Firmas – Nada domina más nuestro tiempo que la ideología de los negocios. Una ideología que experimenta un enorme éxito porque se presenta como una técnica de alcance universal.
Luigino Bruni
Publicado en pdf Città Nuova (201 KB) del mes de junio de 2017
La dimensión religiosa del capitalismo no es nueva. Antes de que Max Weber o Carlos Marx nos lo dijeran claramente, cada uno a su manera, a principios del siglo XIX el francés Claude-Henri de Saint-Simon imaginó e hizo realidad una verdadera religión de los empresarios, de los capitalistas y de la ciencia, que tuvo notable éxito y adeptos en toda Europa. En una famosa carta escribía: «La pasada noche escuché estas palabras: “Roma renunciará a la pretensión de ser el centro de mi iglesia; el papa, los cardenales, los obispos y los curas dejarán de hablar en mi nombre… Que sepas que Yo hice que Newton se sentara a mi lado y le confié la dirección de la inteligencia humana y la guía de los habitantes de todos los planetas…
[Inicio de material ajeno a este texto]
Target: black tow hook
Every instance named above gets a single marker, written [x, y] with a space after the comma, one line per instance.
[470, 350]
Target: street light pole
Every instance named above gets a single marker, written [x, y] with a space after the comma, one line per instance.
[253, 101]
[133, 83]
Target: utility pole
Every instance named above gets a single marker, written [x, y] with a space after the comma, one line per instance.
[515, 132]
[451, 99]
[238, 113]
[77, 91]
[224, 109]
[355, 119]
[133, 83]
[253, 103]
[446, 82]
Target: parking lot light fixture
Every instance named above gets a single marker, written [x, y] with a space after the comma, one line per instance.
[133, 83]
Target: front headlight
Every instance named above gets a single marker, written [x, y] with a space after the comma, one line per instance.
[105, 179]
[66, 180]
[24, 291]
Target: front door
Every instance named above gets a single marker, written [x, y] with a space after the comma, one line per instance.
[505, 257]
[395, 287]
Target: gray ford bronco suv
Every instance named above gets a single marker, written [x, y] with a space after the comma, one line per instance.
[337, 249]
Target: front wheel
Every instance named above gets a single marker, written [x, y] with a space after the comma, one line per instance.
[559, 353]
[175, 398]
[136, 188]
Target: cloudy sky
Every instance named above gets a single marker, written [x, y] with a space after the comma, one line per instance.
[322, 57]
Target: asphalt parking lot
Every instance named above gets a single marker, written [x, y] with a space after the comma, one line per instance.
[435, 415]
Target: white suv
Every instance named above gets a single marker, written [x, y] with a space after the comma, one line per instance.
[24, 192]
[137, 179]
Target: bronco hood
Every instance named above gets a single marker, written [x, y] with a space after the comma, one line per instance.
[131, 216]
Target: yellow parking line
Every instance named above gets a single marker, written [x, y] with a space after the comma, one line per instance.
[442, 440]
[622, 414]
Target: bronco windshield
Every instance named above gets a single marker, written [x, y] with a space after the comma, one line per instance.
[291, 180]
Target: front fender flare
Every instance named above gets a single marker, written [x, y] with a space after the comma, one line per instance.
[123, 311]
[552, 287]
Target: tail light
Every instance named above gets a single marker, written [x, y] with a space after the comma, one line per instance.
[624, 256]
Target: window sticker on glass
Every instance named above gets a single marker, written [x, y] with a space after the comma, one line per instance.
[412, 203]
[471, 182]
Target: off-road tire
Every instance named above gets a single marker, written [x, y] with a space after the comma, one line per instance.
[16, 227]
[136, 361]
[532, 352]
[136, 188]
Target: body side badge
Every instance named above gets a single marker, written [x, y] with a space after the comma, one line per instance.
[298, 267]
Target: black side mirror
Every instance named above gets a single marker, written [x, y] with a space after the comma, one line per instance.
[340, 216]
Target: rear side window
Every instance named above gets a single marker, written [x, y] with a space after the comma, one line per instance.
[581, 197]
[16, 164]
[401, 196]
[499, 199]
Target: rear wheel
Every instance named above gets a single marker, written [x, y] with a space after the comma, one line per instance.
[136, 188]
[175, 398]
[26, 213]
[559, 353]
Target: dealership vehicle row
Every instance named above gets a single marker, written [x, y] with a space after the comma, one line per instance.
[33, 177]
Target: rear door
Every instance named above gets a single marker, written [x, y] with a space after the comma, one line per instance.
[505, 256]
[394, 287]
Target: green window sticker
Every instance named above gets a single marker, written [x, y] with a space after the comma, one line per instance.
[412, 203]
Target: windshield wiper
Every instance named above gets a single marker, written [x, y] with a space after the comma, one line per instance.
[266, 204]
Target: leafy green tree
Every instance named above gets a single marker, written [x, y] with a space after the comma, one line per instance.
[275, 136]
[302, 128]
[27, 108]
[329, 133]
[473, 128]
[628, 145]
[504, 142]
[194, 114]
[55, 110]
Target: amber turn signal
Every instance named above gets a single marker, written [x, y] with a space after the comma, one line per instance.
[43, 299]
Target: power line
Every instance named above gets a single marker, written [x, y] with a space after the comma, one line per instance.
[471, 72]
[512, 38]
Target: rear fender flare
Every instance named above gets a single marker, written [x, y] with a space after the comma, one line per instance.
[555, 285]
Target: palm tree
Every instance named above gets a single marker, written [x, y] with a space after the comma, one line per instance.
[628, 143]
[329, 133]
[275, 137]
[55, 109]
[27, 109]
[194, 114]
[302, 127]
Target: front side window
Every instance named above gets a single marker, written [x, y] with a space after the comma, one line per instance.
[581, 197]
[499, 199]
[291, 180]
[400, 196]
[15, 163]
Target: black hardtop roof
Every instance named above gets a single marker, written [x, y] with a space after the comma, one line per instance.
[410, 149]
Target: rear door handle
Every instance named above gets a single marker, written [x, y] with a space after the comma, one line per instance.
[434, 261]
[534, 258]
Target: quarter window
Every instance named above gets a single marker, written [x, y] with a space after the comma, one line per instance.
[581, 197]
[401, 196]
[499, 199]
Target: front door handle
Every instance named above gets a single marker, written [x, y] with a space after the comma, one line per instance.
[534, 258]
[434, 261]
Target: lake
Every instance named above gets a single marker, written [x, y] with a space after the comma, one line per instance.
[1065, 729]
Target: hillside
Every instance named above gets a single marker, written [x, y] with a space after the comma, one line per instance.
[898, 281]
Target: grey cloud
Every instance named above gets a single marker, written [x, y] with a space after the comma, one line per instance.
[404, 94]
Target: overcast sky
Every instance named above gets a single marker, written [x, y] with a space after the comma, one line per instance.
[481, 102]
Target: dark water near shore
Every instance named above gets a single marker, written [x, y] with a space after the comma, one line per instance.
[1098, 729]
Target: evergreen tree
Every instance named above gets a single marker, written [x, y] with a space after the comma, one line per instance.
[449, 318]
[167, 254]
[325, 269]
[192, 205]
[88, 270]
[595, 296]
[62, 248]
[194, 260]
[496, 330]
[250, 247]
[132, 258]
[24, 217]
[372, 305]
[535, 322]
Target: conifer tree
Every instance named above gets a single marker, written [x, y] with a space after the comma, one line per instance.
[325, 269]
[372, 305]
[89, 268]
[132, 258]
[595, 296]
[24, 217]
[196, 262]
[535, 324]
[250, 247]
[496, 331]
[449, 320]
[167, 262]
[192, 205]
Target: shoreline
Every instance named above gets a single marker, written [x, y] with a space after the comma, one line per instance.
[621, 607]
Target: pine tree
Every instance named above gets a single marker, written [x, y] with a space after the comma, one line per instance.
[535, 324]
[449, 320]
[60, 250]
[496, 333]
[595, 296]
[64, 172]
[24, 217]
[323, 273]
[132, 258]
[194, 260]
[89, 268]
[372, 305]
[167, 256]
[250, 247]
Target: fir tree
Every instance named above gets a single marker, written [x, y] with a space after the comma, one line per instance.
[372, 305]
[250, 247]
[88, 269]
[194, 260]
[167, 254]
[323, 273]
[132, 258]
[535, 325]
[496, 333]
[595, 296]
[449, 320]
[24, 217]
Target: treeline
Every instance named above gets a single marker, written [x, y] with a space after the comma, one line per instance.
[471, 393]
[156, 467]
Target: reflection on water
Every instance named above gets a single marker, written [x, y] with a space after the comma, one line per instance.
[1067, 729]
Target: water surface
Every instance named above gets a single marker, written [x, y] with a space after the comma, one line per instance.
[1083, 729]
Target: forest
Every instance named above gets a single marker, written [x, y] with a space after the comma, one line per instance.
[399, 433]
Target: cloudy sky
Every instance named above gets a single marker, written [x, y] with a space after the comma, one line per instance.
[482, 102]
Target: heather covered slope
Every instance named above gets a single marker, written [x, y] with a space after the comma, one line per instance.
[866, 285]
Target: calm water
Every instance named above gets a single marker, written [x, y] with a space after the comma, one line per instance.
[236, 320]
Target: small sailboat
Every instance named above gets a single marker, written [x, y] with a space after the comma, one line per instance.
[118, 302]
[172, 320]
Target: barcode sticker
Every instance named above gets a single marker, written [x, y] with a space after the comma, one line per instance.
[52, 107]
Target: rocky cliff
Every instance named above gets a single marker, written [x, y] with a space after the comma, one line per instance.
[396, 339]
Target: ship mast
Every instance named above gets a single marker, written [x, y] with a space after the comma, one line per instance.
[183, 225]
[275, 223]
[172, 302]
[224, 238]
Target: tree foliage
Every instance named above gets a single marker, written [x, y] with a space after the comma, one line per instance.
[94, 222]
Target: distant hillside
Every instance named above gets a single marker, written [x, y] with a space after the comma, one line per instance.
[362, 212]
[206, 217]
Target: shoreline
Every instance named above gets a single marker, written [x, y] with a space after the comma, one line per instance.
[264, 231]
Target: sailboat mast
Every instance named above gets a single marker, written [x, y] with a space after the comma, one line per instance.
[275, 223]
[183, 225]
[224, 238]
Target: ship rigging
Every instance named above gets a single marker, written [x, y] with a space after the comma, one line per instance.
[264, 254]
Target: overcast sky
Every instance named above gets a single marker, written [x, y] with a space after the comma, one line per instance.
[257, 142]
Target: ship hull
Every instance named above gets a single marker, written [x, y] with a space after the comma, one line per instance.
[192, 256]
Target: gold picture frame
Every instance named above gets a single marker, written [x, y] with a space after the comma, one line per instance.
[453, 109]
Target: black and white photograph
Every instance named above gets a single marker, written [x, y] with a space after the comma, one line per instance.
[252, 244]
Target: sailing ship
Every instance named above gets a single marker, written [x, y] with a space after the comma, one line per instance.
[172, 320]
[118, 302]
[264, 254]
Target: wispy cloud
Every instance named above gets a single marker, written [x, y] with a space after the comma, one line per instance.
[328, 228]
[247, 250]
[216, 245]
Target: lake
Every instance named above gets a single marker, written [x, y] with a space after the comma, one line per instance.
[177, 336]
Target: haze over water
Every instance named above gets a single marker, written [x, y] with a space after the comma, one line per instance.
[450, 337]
Cada consejo construirá un templo que albergará un mausoleo en honor de Newton… Cada fiel que resida a menos de un día de camino del tempo bajará una vez al año al mausoleo de Newton. … En los alrededores del templo se construirán laboratorios, talleres y un colegio. Todo lujo estará reservado al templo…”». (Cartas de un habitante de Ginebra a sus contemporáneos, 1803). Saint-Simon fundó una verdadera y nueva religión universal y laica, donde los sumos sacerdotes eran los científicos, los ingenieros y los industriales. Marx lo incluyó entre los autores utópicos. Pero en realidad, si leemos bien sus ideas y su movimiento, deberíamos decir que más que de utopía se trataba de una especie de profecía, si tenemos en cuenta en qué se ha convertido hoy el capitalismo que el autor francés observaba en la primera fase de su desarrollo. Con algunas diferencias: la alianza entre técnica y capital, en tiempos de Saint-Simon todavía incipiente, hoy se ha potenciado y radicalizado, pero sus sacerdotes no han sido los ingenieros ni los productores. Su puesto lo han ocupado los financieros y sobre todo los ejecutivos. En el centro del templo no está el dios-productor sino el dios-consumidor.
Nada domina más nuestro tiempo que la ideología de los negocios. Una ideología producida y generada en las escuelas de negocios de todo el mundo, que tiene un enorme éxito porque no se presenta como una ideología o una religión (aunque lo sea), sino como una técnica y por consiguiente con alcance universal.
Los mismos instrumentos de dirección se aplican en Dallas y en Nairobi, en Milán y en Siberia, puesto que las técnicas no dependen de la cultura ni del carácter de los pueblos: un automóvil o un lavavajillas funcionan de la misma manera en todo el mundo, con alguna particularidad por lo que respecta a los neumáticos o al anticongelante. Lo mismo ocurre con las multinacionales capitalistas y las comunidades de monjas: se dice que todas son empresas y, si es así, todas son iguales. Bajo el universalismo de la técnica, se transmite una visión determinada del mundo, de la persona (individuo) y de las relaciones sociales. Una visión que, como todas las religiones, tiene sus dogmas. Los principales se llaman meritocracia e incentivos. Con la meritocracia se legitima la desigualdad, porque los talentos no son interpretados como don sino como mérito individual. De este dogma se deriva la idea, cada vez más extendida, de que los pobres carecen de méritos y por tanto son culpables, y si es así no tenemos ninguna obligación moral de socorrerles. Como mucho, podemos pagar a alguna ONG para que se encargue de ellos y no nos molesten. Después, el dogma del incentivo toma como punto de partida el presupuesto de que los seres humanos solo se comprometen si están adecuadamente incentivados con contratos y dinero, pues son incapaces de trabajar bien únicamente pro virtud o deber ético.
En nombre de la técnica, esta ideología-religión-idolatría está entrando en la política, en los colegios, en la sanidad, en las iglesias. Y con ella está ganando terreno una visión pobre y pequeña de la persona, mermada en virtudes y motivaciones intrínsecas. Los seres humanos tienen muchos méritos, muchos más de los que ven y recompensan las empresas.
Ciertamente responden a los incentivos, pero antes responden ante su propia conciencia; responden al honor, al respeto y a la dignidad, incluso en el mundo del trabajo. Mientras sigamos produciendo visiones reduccionistas de los hombres y de las mujeres, seguiremos generando lugares de trabajo y de vida demasiado pequeños para ese animal enfermo de infinito que se llama homo sapiens.